Fueling the menace of far-right racist violence
After harassing protesters, shooter Ryan Martinez was asked to leave, but Undersheriff Monica Salazar allowed him to stay citing “civil liberties” 𑁋 once again cops aided a racist violent shooter. How did this happen?
In the United States, there exists a deeply rooted tradition where courts, racist killer cops and fascists work hand in hand to uphold white supremacy.
The Trump-backed fascist mob’s insurrection on Jan. 6, 2021, has further incited right-wing political violence that has spread to New Mexico. In January this year, former Republican House of Representatives candidate Solomon Peña, a Trump supporter, launched a multi-month shooting spree targeting political opponents’ homes, including two Bernalillo County commissioners and two New Mexico state legislators.
Now this shooting in Espanola marks the second time in three years that a right-wing extremist has shot at protesters opposing an Oñate statue. In the summer of 2020, during nationwide protests against police violence following George Floyd’s murder, Steven Ray Baca, the son of a former Bernalillo County sheriff’s deputy and armed member of the far-right “New Mexico Civil Guard,” confronted anti-police violence protesters demanding the removal of the Oñate statue in Albuquerque’s Old Town neighborhood.

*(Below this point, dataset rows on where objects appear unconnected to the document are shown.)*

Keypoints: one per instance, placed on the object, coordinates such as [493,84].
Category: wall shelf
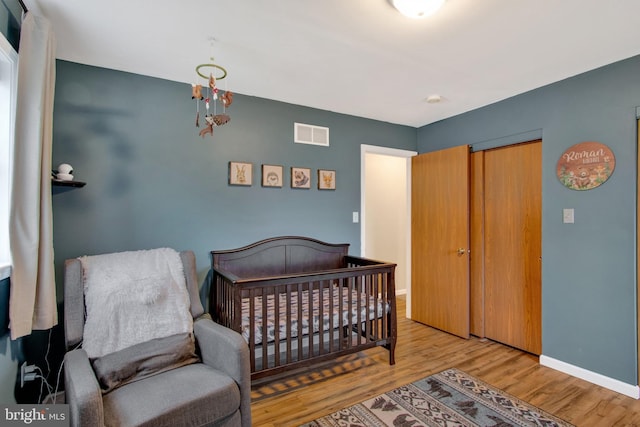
[58,186]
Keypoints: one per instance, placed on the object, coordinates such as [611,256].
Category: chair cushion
[145,359]
[171,399]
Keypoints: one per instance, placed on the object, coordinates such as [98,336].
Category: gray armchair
[214,391]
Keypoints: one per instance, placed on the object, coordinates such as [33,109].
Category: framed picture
[326,179]
[240,173]
[271,176]
[300,177]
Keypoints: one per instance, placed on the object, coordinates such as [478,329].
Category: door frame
[394,152]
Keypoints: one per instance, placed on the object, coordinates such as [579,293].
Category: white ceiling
[357,57]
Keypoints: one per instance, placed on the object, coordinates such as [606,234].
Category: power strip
[27,373]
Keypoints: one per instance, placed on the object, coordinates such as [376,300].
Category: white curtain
[33,290]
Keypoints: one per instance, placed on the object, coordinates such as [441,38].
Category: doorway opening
[385,207]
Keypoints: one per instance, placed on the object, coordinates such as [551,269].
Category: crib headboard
[281,255]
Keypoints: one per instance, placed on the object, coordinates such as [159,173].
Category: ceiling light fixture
[417,8]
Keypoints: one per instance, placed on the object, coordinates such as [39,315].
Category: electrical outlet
[27,373]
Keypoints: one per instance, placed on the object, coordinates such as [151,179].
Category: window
[8,85]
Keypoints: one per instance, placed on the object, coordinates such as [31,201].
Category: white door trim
[395,152]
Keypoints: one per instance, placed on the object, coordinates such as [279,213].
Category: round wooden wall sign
[585,166]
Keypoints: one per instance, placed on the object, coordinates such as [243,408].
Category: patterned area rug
[449,398]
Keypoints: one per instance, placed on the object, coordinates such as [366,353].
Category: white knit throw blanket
[133,297]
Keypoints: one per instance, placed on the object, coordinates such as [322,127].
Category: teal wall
[153,181]
[589,268]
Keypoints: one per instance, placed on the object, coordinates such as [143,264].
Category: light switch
[567,216]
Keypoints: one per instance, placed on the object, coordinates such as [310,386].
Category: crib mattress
[309,314]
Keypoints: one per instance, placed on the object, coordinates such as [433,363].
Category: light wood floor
[295,398]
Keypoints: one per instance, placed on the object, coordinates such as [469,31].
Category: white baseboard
[595,378]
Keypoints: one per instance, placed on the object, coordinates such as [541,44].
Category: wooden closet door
[512,189]
[440,239]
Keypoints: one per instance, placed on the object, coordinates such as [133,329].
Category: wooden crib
[298,301]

Baca was offered a plea deal that dismissed the initial charge of aggravated battery causing great bodily harm. Instead, he was only charged with battery for harming a third protester, who was not shot, and for unlawfully carrying a deadly weapon. Baca’s light sentencing isn’t anything new for racist vigilante killers.
On Nov. 19, Kyle Rittenhouse’s acquittal for the killing of two people during a protest starkly exposed the deeply ingrained white supremacy within the U.S. legal system and sanctioned that racist vigilantes could kill and enact violence with impunity.

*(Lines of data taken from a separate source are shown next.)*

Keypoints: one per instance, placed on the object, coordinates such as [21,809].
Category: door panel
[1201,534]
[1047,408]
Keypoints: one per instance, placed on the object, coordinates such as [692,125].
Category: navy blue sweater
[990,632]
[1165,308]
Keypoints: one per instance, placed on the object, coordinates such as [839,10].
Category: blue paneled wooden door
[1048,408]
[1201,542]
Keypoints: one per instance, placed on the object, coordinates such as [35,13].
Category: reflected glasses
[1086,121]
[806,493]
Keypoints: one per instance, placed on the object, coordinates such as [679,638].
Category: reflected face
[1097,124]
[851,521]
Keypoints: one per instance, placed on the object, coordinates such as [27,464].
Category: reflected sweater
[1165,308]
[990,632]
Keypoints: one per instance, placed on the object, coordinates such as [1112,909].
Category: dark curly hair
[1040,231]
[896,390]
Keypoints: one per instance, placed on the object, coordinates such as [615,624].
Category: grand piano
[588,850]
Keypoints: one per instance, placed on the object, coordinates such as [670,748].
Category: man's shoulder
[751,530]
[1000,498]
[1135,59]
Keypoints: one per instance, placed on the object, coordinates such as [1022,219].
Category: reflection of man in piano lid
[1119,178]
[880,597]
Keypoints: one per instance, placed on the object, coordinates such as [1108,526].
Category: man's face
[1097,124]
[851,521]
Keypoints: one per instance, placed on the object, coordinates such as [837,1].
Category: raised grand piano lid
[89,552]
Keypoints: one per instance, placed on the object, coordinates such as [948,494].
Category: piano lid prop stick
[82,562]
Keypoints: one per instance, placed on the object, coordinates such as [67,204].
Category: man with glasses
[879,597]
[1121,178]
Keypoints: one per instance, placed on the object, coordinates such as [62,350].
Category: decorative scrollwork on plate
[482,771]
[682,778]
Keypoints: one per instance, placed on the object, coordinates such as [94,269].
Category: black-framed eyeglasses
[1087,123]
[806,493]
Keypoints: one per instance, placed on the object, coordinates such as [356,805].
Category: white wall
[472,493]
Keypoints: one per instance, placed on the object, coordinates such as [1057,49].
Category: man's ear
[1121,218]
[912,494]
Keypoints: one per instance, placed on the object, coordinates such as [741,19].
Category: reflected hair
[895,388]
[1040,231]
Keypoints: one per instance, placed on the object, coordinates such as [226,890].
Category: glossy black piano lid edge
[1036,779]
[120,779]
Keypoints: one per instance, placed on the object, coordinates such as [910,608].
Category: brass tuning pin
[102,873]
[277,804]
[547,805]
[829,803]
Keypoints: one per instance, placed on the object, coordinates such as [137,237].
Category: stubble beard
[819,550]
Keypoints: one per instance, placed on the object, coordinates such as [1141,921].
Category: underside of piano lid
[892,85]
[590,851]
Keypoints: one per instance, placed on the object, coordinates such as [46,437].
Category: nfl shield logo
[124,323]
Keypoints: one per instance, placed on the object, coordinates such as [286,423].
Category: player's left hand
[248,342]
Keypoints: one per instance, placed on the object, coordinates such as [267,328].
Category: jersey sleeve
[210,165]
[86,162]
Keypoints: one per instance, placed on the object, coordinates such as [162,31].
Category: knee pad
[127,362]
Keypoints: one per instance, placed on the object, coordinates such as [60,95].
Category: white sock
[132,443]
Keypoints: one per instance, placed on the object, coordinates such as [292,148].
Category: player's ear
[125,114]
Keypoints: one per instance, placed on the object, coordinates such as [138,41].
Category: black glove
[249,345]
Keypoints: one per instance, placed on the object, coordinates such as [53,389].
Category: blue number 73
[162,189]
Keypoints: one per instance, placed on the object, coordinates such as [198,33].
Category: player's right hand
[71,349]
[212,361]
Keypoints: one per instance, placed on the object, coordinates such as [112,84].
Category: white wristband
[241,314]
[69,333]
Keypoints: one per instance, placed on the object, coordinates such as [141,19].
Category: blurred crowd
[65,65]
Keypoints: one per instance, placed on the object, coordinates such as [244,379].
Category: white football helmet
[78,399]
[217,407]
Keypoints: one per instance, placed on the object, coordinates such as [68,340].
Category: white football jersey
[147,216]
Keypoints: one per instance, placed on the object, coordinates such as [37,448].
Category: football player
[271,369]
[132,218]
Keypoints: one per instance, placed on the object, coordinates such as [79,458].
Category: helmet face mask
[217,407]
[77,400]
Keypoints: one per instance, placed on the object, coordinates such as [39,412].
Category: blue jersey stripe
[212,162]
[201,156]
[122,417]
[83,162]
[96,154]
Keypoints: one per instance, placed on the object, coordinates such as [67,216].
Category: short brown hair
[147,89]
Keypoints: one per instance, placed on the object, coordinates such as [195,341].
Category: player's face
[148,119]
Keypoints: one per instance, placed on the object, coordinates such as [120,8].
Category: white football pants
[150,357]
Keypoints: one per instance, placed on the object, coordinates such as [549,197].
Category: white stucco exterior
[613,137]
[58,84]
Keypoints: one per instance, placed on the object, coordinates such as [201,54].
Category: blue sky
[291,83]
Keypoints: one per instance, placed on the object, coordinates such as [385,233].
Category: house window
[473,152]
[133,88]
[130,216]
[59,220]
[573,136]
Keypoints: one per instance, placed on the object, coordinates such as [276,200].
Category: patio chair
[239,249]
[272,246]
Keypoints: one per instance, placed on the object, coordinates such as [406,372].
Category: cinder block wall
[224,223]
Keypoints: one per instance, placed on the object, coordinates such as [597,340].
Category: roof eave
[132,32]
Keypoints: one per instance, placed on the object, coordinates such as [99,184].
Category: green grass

Racist monuments glorify colonialism and perpetuates white supremacist violence
The Spanish conquistador Juan de Oñate — a murderer, enslaver and rapist — orchestrated the genocidal massacre of 800 Acoma Pueblo people and the mutilation of 24 Acoma men. He enslaved children, young men and women at Ohkay Owingeh Pueblo for nearly two decades.
His cruelty was so extreme that even the Spanish Crown convicted and exiled him for his crimes against Indigenous people and the abuse and killing of his own soldiers.
The Oñate statue in Espanola is one of many racist monuments in the Southwest. The United State’s violent colonial and apartheid history is preserved in stone with memorials and monuments, portraying conquerors, missionaries and Confederate generals.
Following the summer 2020 rebellion against police brutality, Confederate monuments and dozens of statues memorializing anti-Indigenous genocidal conquistadors were also toppled, from Richmond to Santa Fe. Colonial monuments in the Southwest perpetuate violence by emboldening white supremacists and racist vigilantes who view these statues as legitimizing their dangerous far-right ideology.
Resistance has always existed
The Rittenhouse acquittal in 2021 handed racist vigilantes a license to kill. With that disgraceful acquittal, the U.S. legal system sanctioned that killings of anti-racist protesters would be with impunity.
The movement against racist violence will not be terrorized or coerced into passivity. Now is not the time to cower. It’s a time to unite, stand strong and continue the fight back. Resistance to white supremacist terror and racist statues has always existed.
In 1680, a successful uprising known as the Pueblo Revolt drove away 2,000 Spanish colonists for 12 years. The fight must continue for a whole new system that actively works to eradicate white supremacy, that will not tolerate racist violent vigilante terror nor injustice!